The government shutdown began because of a budget showdown between the House and the Senate over the implementation of the Affordable Care Act, also known as Obamacare. And while the budget negotiations seem to be stalled, there are reports of some Tea Party Republicans considering changing their vote in favor of opening the government again.
Despite the shutdown, the healthcare initiative was rolled out, but a fundamental objection of the opponents of the law say that it wasn’t ready. The Obama Administration was hoping for a smooth first few days, but instead the site was plagued with glitches.
A spokesperson for the Department of Health and Human Services told The Wall Street Journal that it was mostly the fault of “a sloppy software foundation.”

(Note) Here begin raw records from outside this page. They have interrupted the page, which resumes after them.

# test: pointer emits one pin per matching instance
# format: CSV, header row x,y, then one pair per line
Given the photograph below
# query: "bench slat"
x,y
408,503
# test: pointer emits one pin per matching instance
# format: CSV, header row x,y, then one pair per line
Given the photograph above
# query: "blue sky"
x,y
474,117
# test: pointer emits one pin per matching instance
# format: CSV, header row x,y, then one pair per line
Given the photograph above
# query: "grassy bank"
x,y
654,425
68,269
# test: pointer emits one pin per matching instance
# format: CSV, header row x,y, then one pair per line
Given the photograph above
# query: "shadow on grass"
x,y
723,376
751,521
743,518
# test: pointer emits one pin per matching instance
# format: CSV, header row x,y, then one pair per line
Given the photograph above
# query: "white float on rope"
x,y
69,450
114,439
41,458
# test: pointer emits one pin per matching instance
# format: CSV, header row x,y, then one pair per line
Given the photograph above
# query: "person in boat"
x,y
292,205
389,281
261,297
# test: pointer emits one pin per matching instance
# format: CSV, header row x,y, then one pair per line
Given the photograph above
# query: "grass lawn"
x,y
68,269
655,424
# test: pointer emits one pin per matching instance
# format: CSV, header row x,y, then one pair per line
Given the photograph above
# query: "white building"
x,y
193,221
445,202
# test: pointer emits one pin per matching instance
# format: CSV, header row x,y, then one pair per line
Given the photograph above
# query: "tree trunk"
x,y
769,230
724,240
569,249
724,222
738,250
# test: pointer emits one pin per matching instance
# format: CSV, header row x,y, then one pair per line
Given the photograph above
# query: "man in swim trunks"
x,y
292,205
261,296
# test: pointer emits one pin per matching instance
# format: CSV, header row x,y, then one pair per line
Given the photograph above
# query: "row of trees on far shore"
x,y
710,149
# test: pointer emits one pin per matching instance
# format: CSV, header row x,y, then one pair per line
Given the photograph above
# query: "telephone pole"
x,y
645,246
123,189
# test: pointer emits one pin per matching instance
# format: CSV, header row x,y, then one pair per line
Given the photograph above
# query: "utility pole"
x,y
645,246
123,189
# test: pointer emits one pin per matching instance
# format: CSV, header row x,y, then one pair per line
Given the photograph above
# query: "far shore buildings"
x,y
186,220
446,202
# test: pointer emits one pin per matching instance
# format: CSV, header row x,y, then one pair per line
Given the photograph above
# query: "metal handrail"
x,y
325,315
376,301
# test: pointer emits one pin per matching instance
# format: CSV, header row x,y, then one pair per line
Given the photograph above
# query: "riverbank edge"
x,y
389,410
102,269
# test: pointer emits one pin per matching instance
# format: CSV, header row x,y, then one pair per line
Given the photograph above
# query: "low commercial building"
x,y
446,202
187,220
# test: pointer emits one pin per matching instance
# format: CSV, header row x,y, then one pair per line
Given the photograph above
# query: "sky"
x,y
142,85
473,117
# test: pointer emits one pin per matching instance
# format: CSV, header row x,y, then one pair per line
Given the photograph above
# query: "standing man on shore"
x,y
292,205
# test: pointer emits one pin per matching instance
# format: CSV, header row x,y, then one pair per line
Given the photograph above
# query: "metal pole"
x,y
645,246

Other proposed changes include moving the enrollment site to its own server, so it doesn’t compete with the rest of the site for computing power. Traffic to the site was far higher than expected. The platform could handle up to 60,000 visitors at once, but the site was averaging more than four times that many users.
A few days after the federal site that allowed people to enroll in the healthcare exchanges went live, web developers took to publicly mocking the code errors that were the source of a lot of the problems. Given the numbers of errors publicly visible, one commenter said, “I don’t even [want to] know what their [developement] environment looks like.”
Despite the shutdown, the folks in charge of the website were not furloughed, but were still ineffective in countering the glitches.
Even the web developers realized that this is merely a predictable obstacle in any Internet undertaking this large in scope. Now that the site is live, updates and upgrades will hopefully be introduced seamlessly going forward.